Ronald would be Ronald Dean Stafford, a.k.a. The Soup Killer—the groom to be.
"Well, how can I possibly do that?" Darcy answers coquettishly, exhibiting her trademark smile. "It would be like trying to explain a rainbow."
Brian feels this has to be one of the dumbest assertions ever made on network television, as one can in fact explain a rainbow pretty easily—a bunch of colors in the sky caused by the combination of a million rain drops and refracted sunlight—or at least it's something like that.
"Well," the reporter asks in what passes for a compassionate tone, "can you tell me then how this compares to your past relationships?"
Brian's eyes cross waiting for the answer.
It appears that the interview has been taped earlier in the day with Darcy standing on the sidewalk outside of the teen rec center where she works as a program manager. She looks like a pretty and harmless twenty-six-year-old woman in a yellow sundress, with her blonde hair in a loose ponytail draped over one shoulder. Her posture is relaxed and her manner breezy and affable. She doesn't seem to notice that the reporter thinks she is a certifiable loon.
"There is no comparison," Darcy answers cheerfully as the camera zooms in. "You spend your life making yourself available to certain experiences and certain people. And then one day you wake up and you see you have been wrong about so many things and your existence feels like a drawer of mismatched socks. Finding Ronald helped put everything in order for me. But the strangest part is I didn't even know I was looking for him. He just sort of happened like a world event."
Yeah, Brian thinks, he's a regular El Niño.
"So would you say, then, that this is about a desire for excitement?" the reporter asks hopefully.
"No," Darcy responds, "I never said that. I said order, but a better word would probably be harmony."

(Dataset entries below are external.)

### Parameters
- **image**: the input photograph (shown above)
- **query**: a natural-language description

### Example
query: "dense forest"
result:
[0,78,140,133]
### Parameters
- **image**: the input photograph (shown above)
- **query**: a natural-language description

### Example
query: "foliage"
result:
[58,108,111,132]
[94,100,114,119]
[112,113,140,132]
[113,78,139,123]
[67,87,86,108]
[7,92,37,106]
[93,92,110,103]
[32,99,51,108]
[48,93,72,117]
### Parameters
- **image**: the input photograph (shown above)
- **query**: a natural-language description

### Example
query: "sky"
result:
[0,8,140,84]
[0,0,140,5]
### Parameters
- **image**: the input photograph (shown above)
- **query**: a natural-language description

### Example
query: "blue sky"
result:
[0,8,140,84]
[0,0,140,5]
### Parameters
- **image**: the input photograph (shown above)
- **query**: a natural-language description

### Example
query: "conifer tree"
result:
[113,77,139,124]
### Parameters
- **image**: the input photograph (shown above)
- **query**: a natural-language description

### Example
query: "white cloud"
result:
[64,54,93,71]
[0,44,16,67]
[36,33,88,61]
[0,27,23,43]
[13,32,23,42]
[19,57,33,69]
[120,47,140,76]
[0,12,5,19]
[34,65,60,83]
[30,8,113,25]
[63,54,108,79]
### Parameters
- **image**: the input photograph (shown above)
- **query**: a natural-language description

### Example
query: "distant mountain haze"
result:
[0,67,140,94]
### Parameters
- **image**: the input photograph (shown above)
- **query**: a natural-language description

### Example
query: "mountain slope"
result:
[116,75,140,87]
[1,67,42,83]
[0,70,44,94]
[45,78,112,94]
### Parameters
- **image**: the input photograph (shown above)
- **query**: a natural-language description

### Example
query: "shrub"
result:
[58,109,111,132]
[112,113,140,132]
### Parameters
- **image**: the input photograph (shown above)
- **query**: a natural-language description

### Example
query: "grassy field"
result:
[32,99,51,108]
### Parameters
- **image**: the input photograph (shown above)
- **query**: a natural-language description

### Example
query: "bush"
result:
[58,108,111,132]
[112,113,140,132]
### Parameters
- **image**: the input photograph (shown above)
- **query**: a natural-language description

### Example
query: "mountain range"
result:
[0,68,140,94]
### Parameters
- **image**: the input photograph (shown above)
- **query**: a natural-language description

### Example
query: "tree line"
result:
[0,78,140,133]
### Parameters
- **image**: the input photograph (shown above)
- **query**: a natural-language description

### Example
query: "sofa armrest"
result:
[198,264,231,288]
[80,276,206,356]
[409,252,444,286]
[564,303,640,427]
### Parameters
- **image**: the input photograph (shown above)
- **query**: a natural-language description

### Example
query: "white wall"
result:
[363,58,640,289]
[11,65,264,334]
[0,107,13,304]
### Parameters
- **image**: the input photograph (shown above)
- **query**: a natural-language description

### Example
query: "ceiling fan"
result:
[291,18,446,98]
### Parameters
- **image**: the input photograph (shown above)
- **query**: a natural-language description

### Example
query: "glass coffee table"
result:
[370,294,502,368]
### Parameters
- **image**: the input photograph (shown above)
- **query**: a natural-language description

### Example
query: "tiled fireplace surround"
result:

Brian turns off this televised fiasco when the subject shifts to prison chaplains, wedding gowns and the efficacy of conjugal visits. He stays seated on the sofa, the same sofa he and Darcy made love on for the first time not two years before, after they'd met one slow night at his bar. He feels embarrassed and angry and other emotions he cannot begin to label. He wonders how many people who know him or know Darcy or knew them together as a normal young couple are watching this broadcast tonight or will be watching reports in the future. Brian has kept details of the breakup quiet until now, but after this he feels he should be contemplating some sort of defamation proceeding, because doesn't it qualify as a public humiliation to be deemed less desirable than a merciless killer on your local news?
He pulls his phone out of his pocket and dials Darcy's number.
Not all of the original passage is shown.